Take note that the pull request is not frozen in time at this moment.  If you make a change in this branch tomorrow, that change will be seen as part of the pull request if it is reviewed next week.

Project owner merges your pull request

Now looking at it from the main repository side, the pull request will show up in the “Pull Requests” tab at the top, and when clicked on for details will show a page similar to the listing below showing who has submitted the request, to what branch, how many commits, and how many files, along with the high-level description provided.

The administrator will review the request and will close it (denied), comment on further work or improvement, or merge it into the code base.  As mentioned earlier, one of the reasons squashing/rebase is no longer necessary is because admins on github have the ability to squash and merge without needing the contributor to take this action.
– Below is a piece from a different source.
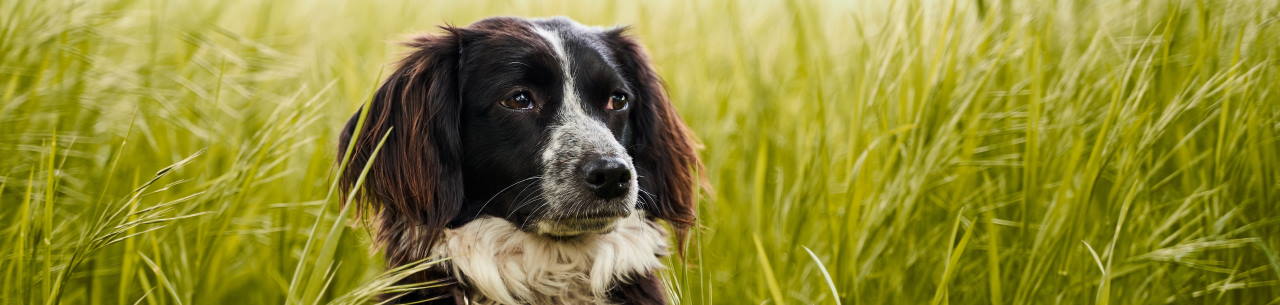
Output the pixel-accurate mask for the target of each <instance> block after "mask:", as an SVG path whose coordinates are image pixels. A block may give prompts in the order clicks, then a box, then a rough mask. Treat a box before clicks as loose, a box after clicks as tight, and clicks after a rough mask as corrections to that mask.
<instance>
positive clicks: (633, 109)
mask: <svg viewBox="0 0 1280 305" xmlns="http://www.w3.org/2000/svg"><path fill="white" fill-rule="evenodd" d="M625 32H626V28H617V29H612V31H608V32H605V33H604V37H605V41H607V44H608V45H609V49H611V50H612V51H613V56H614V58H616V60H617V63H618V65H620V67H621V68H622V73H623V77H625V78H626V79H627V82H628V83H630V85H631V87H632V88H631V90H632V91H634V92H632V94H634V95H635V97H636V103H634V104H632V106H634V108H632V110H631V128H632V132H631V141H630V145H628V147H627V150H628V153H630V154H631V156H632V158H634V159H635V161H636V168H637V170H639V174H640V177H641V178H640V188H641V190H644V192H641V195H640V197H641V199H640V200H641V201H644V202H643V204H641V205H643V206H644V209H645V210H646V211H648V213H650V214H652V215H655V217H658V218H660V219H666V220H667V222H669V223H671V226H672V227H673V228H675V229H676V237H677V240H678V241H680V243H681V245H684V241H685V236H686V235H687V231H689V228H690V227H691V226H694V222H695V218H696V209H698V206H696V205H695V204H696V196H698V190H700V187H701V186H703V185H704V183H703V182H704V181H703V178H701V176H700V174H701V170H703V168H701V163H700V161H699V160H698V153H696V151H695V150H694V147H695V145H696V144H695V141H694V138H692V135H691V133H690V132H689V128H687V127H685V123H684V120H681V119H680V114H677V113H676V109H675V106H672V105H671V101H668V100H667V92H666V90H664V88H663V83H662V79H660V78H659V77H658V73H657V72H654V69H653V67H652V65H650V64H649V56H648V55H646V54H645V51H644V49H643V47H640V45H639V44H637V42H636V41H635V40H632V38H631V37H628V36H627V35H626V33H625Z"/></svg>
If everything is in order, hopefully the administrator chooses their preferred method of merge and your pull request is now part of the main repository.

CLOSING

If an administrator prematurely closes a pull request, you can always do the necessary rework, and then submit a new pull request against that same branch to resubmit.

MERGE CONFLICTS

The parent branch you choose is a moving target, and if you do not merge the upstream code, or your pull request is not reviewed quickly, it may reach the point where there are merge conflicts.
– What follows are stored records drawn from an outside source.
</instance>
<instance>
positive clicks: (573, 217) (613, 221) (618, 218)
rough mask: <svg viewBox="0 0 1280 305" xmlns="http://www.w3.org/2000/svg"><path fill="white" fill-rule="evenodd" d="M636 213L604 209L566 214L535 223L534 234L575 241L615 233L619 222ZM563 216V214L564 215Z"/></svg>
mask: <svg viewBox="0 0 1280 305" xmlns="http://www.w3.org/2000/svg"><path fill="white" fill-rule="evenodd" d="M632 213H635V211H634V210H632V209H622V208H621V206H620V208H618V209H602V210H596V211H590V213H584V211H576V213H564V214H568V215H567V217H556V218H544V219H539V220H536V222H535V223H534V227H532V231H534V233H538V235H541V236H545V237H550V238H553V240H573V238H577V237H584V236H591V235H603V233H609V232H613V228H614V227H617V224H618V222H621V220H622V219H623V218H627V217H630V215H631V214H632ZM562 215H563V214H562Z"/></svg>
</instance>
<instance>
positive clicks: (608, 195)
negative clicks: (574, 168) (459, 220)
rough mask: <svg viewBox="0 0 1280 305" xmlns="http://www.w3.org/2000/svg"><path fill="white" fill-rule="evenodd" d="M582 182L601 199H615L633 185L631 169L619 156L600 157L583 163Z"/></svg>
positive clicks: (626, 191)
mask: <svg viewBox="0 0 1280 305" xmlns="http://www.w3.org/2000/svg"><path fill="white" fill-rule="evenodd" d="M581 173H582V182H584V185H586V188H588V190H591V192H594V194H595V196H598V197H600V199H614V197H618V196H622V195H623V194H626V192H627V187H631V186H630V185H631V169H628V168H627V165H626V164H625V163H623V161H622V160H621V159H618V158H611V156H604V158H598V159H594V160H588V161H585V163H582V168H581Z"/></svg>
A conflict looks like below in the pull request details, which can be seen by either the repository administrator or from your forked personal repository.

To correct this, take the latest pull of the upstream branch and correct the conflicts manually.

# get latest
git fetch upstream 
git merge upstream/develop

# fix conflicts manually
vi changes.txt

git commit -a -m "fixed conflicts manually"
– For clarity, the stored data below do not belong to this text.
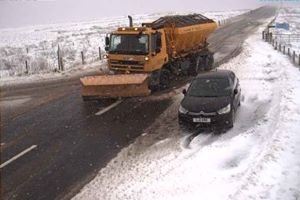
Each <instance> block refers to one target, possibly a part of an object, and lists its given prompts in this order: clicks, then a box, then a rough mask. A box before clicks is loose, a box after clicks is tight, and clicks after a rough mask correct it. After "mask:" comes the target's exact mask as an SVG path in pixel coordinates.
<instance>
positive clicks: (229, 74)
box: [229, 73, 236, 87]
mask: <svg viewBox="0 0 300 200" xmlns="http://www.w3.org/2000/svg"><path fill="white" fill-rule="evenodd" d="M235 78H236V77H235V75H234V73H230V74H229V79H230V82H231V85H232V86H233V87H235V85H236V80H235Z"/></svg>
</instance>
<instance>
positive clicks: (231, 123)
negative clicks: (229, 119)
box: [228, 109, 235, 128]
mask: <svg viewBox="0 0 300 200" xmlns="http://www.w3.org/2000/svg"><path fill="white" fill-rule="evenodd" d="M234 120H235V110H234V109H232V111H231V119H230V123H229V126H228V127H229V128H233V124H234Z"/></svg>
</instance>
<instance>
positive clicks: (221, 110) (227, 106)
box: [218, 104, 231, 115]
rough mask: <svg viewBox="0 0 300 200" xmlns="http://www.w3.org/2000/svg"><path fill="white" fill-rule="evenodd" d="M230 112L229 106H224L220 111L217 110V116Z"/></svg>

Right after the commit, if you look at the details of your pull request, you should see it go green again and the message “This branch has no conflict with the base branch”.

 

REFERENCES

http://qpleple.com/how-to-contribute-to-a-project-on-github/ (pull request on github)

https://git-scm.com/book/en/v2/GitHub-Contributing-to-a-Project

https://github.com/mozilla/shumway/wiki/Submitting-a-Patch

https://gist.github.com/MarcDiethelm/7303312

https://codeburst.io/a-step-by-step-guide-to-making-your-first-github-contribution-5302260a2940

https://guides.github.com/activities/forking/

https://stackoverflow.com/questions/47807414/whats-the-difference-between-git-checkout-b-branch-and-git-checkout-b-branc (checkout vs branch)

https://stackoverflow.com/questions/25356810/git-how-to-squash-all-commits-on-branch (If you have multipe commits on the feature branch and want to squash them into a single commit)

https://git-scm.com/book/en/v2/Git-Branching-Rebasing#_rebase_peril (rebase versus merge: record of what actually happened versus story of how your project was made)

https://github.com/mockito/mockito/wiki/Using-git-to-prepare-your-PR-to-have-a-clean-history (3 ways to rewrite history: amending, rebase interactively, squashing)

https://git-scm.com/book/en/v2/Git-Tools-Reset-Demystified (the three trees: HEAD, index, working)

NOTES

show branch and origin

git branch (shows branch we are on)
git remote show origin (shows fetch/push URL, HEAD)

If you forget to set user before commit, you can amend

git config --global --edit
git commit --amend --reset-author
git log | less

git config for alice

git config --global core.sharedRepository group
git config --global user.email alice-flee999-test-group-repo
git config --global user.name "alice"
git config --global push.default simple
git config --global credential.helper 'cache --timeout=3600'

force revert of last commit (do not do in multi-user environment, very drastic)

git reset --hard HEAD~1
git push --force